The most disturbing occasion was in Weinstein’s London hotel room, where she went to have a discussion about a script.

“He pushed me down. He tried to shove himself on me,” Thurman told the New York Times.

“He tried to expose himself. He did all kinds of unpleasant things. But he didn’t actually put his back into it and force me.

“You’re like an animal wriggling away, like a lizard. I was doing anything I could to get the train back on the track. My track. Not his track.”

A few days prior to that, in Paris, again in his hotel room, she says Weinstein changed into a bathrobe and beckoned her to follow him down a long, dark hallway.

“I didn’t feel threatened,” she recalled. “I thought he was being super idiosyncratic like this was your kooky, eccentric uncle.

“Then I followed him through a door and it was a steam room.

“And I was standing there in my full black leather outfit — boots, pants, jacket. And it was so hot and I said, ‘This is ridiculous, what are you doing?’ And he was getting very flustered and mad and he jumped up and ran out.”

After the Paris incident, the actress says she returned to the hotel to confront him the next day, telling him, “If you do what you did to me to other people you will lose your career, your reputation and your family, I promise you”.

She says his reply was to threaten to destroy her career.
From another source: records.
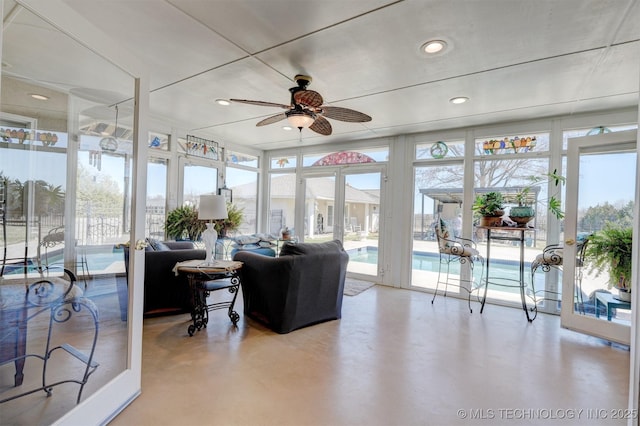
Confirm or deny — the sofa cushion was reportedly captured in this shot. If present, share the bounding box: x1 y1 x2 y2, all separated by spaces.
280 240 342 256
147 238 171 251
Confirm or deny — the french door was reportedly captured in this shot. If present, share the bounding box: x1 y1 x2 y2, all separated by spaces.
561 130 637 345
298 166 384 279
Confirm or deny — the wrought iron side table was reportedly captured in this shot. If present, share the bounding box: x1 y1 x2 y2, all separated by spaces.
478 226 538 322
173 259 242 336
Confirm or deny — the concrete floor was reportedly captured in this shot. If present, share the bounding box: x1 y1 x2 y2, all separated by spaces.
111 286 630 426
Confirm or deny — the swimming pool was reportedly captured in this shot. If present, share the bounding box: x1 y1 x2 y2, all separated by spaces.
347 246 545 293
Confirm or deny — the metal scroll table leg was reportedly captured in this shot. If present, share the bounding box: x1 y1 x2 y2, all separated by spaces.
187 274 208 336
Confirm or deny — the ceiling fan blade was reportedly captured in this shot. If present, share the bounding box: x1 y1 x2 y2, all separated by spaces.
322 106 371 123
229 99 291 109
256 112 287 127
293 90 324 108
309 116 332 136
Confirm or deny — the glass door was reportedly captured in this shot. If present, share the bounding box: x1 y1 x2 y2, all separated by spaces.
561 131 637 345
341 170 382 278
303 166 383 278
304 174 341 243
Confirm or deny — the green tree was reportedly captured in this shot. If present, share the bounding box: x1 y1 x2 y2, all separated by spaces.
578 201 633 232
76 164 124 216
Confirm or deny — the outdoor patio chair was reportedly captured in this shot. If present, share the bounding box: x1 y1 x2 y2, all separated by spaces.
38 226 91 289
431 219 487 312
531 234 591 314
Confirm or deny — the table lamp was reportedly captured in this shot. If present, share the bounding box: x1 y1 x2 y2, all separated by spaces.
198 194 228 265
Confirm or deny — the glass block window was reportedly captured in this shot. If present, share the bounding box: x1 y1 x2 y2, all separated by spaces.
476 133 549 156
270 156 298 169
224 148 258 168
416 140 464 160
302 147 389 167
148 132 169 151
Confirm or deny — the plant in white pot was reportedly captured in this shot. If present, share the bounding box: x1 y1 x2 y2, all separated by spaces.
585 225 633 302
471 191 504 226
509 170 565 226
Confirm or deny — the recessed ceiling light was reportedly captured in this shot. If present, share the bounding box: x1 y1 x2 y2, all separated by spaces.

Weinstein responded to the allegations within hours through a spokesperson, admitting only to “making a pass” at Uma after “misreading her signals”.

Bizarrely, the spokesperson soon issued a longer statement and a series of accompanying photos, with the intention to “demonstrate the strong relationship Mr Weinstein and Ms Thurman had had over the years”.

In the New York Times article, Thurman also details a disturbing encounter in which she was raped as a 16-year-old by an actor 20 years her senior, not long after she moved to New York to pursue acting.

The actress first alluded to the fact she was a victim of a sexual assault last year in an interview with Access Hollywood.

When asked her opinion on the Weinstein scandal, Thurman found it visibly difficult to respond.

“I don’t have a tidy sound bite for you,” she said. “Because, I have learned I am not a child, and I have learned that when I’ve spoken in anger I usually regret the way I express myself. So I’ve been waiting to feel less angry and when I am ready, I will say what I have to say.”